Customers are indeed noticing the differences in their frequently-shopped-for products. Three in four U.S. customers are concerned with shrinkflation, according to an April 2023 YouGov survey of over 1,100 U.S. adults. Almost half of adults over 55 said they’d stop buying certain products altogether because of shrinkflation, and one third said they’d temporarily hold off on buying certain items.

Customers may want to change their purchasing behaviors to avoid shrinkflation, but those already shopping at dollar stores may not have a choice.

Thousands of dollar stores cropping up across the U.S. may seem like a win for shoppers looking for convenience, but dollar store expansions have also forced out independent grocers and created food deserts in the areas they occupy.

Typically located in low-income and rural communities and communities of color, dollar stores rely on impoverished customers making less than $35,000 a year and counting on government assistance. In 2017, these customers made up 21% of Dollar General’s shoppers and 43% of its sales in 2017 according to Jim Thorpe, Dollar General’s chief merchandising officer at the time.

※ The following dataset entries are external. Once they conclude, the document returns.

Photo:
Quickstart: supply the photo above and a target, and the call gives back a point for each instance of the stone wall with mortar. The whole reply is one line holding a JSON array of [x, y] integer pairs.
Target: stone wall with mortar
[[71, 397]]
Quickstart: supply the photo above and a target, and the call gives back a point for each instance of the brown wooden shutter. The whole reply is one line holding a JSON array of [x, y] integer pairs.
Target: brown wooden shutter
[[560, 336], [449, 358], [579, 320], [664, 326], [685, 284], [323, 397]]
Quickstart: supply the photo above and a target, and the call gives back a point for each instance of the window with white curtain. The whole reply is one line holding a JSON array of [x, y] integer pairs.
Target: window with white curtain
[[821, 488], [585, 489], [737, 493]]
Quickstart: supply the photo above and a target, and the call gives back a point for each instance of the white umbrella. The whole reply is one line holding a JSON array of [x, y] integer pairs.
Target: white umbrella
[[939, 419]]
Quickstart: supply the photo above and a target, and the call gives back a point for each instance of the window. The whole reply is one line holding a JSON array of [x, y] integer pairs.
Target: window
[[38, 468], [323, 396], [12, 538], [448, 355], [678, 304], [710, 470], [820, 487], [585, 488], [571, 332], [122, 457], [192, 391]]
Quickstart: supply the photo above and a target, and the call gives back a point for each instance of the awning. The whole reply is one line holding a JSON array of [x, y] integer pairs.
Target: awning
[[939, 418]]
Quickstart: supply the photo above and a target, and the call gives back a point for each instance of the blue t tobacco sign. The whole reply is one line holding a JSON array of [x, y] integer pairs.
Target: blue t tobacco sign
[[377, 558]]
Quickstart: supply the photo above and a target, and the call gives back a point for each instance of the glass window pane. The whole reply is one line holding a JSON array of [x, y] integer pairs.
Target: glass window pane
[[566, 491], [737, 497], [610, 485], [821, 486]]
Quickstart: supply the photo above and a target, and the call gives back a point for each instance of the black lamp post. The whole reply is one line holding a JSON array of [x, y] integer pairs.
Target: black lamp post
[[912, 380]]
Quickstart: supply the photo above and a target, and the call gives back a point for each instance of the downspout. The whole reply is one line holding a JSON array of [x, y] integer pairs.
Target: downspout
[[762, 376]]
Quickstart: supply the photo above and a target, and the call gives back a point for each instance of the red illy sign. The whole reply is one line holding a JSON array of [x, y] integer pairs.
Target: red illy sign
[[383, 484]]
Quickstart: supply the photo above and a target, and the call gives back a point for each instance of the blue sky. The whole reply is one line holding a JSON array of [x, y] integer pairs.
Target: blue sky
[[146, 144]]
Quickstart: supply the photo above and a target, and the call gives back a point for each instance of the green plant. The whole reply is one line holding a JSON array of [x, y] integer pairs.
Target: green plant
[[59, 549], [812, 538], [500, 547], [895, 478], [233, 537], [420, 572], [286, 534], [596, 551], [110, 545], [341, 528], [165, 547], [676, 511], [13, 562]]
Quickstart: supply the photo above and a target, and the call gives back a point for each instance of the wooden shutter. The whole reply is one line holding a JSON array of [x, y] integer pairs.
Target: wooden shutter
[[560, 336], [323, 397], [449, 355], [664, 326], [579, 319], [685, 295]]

With dollar stores heavily reliant on cash-strapped shoppers with few options, they have little motivation to do away with shrinkflation.

“There are almost 100 dollar-type stores in a ten-mile radius,” Fort Worth Councilwoman Kelly Allen Gray, who helped pass an ordinance limiting dollar store openings in her district, told CNN. “They are heavily located in low-to-moderate-income neighborhoods, which makes their presence feel predatory.”

Dollar Tree did not immediately respond to Fortune’s request for comment.